In the Internet-of-Things (IoT) era, efficient functionality integration is essential to address the growing demands of communication, computation, and sensing. Signal-level integrated sensing, computing, and communication (Sig-ISCC) is envisioned, where a single waveform simultaneously supports sensing, computing and communication via over-the-air computation (AirComp). Meanwhile, federated learning (FL) is widely regarded as a promising distributed machine learning framework that enables network intelligence in a privacy-preserving and secure manner, and exhibits strong synergy with AirComp, which alleviates the communication bottleneck of FL. In this paper, we study uplink Sig-ISCC design for AirComp-FL with joint target detection.
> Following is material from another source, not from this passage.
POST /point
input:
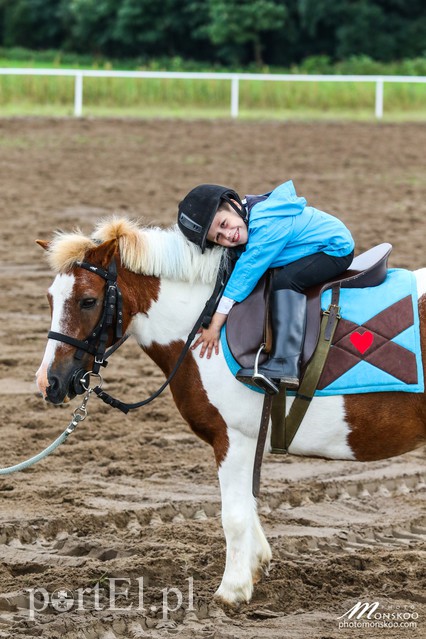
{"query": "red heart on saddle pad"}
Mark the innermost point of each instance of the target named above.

We formulate the joint power and receive-scaling control problem, where edge devices' transmitted signals should serve both sensing and AirComp purposes. The goal is to minimize the AirComp aggregation distortion subject to a joint target-detection requirement. Although the resulting problem is non-convex in the original variables, we show that it admits an equivalent convex reformulation after a suitable variable transformation. By exploiting analytical optimality properties, we develop a robust, optimal, and polynomial-time-complexity algorithm that efficiently achieves the optimal transmit powers and receive scaling factor. Simulation results validate the optimality and numerical robustness of the proposed algorithm and show its superior FL performance compared to baseline methods.

翻译：在物联网（IoT）时代，高效的功能集成对于满足日益增长的通信、计算和感知需求至关重要。信号级集成感知、计算与通信（Sig-ISCC）构想通过空中计算（AirComp）技术，使单一波形能够同时支持感知、计算和通信功能。与此同时，联邦学习（FL）被广泛视为一种有前景的分布式机器学习框架，能够以保护隐私和安全的方式实现网络智能，并与缓解FL通信瓶颈的AirComp技术展现出强协同效应。本文针对联合目标检测场景下的AirComp-FL上行链路Sig-ISCC设计展开研究。我们提出了联合功率与接收缩放控制问题，其中边缘设备的发射信号需同时满足感知与AirComp需求。目标是在满足联合目标检测要求的条件下，最小化AirComp聚合失真。尽管原始变量下的优化问题具有非凸性，但通过适当的变量变换可证明其等价于凸优化形式。利用解析最优性特性，我们开发了一种鲁棒、最优且多项式时间复杂度的算法，可高效实现最优发射功率与接收缩放因子。仿真结果验证了所提算法的最优性与数值鲁棒性，并表明其在联邦学习性能上优于基线方法。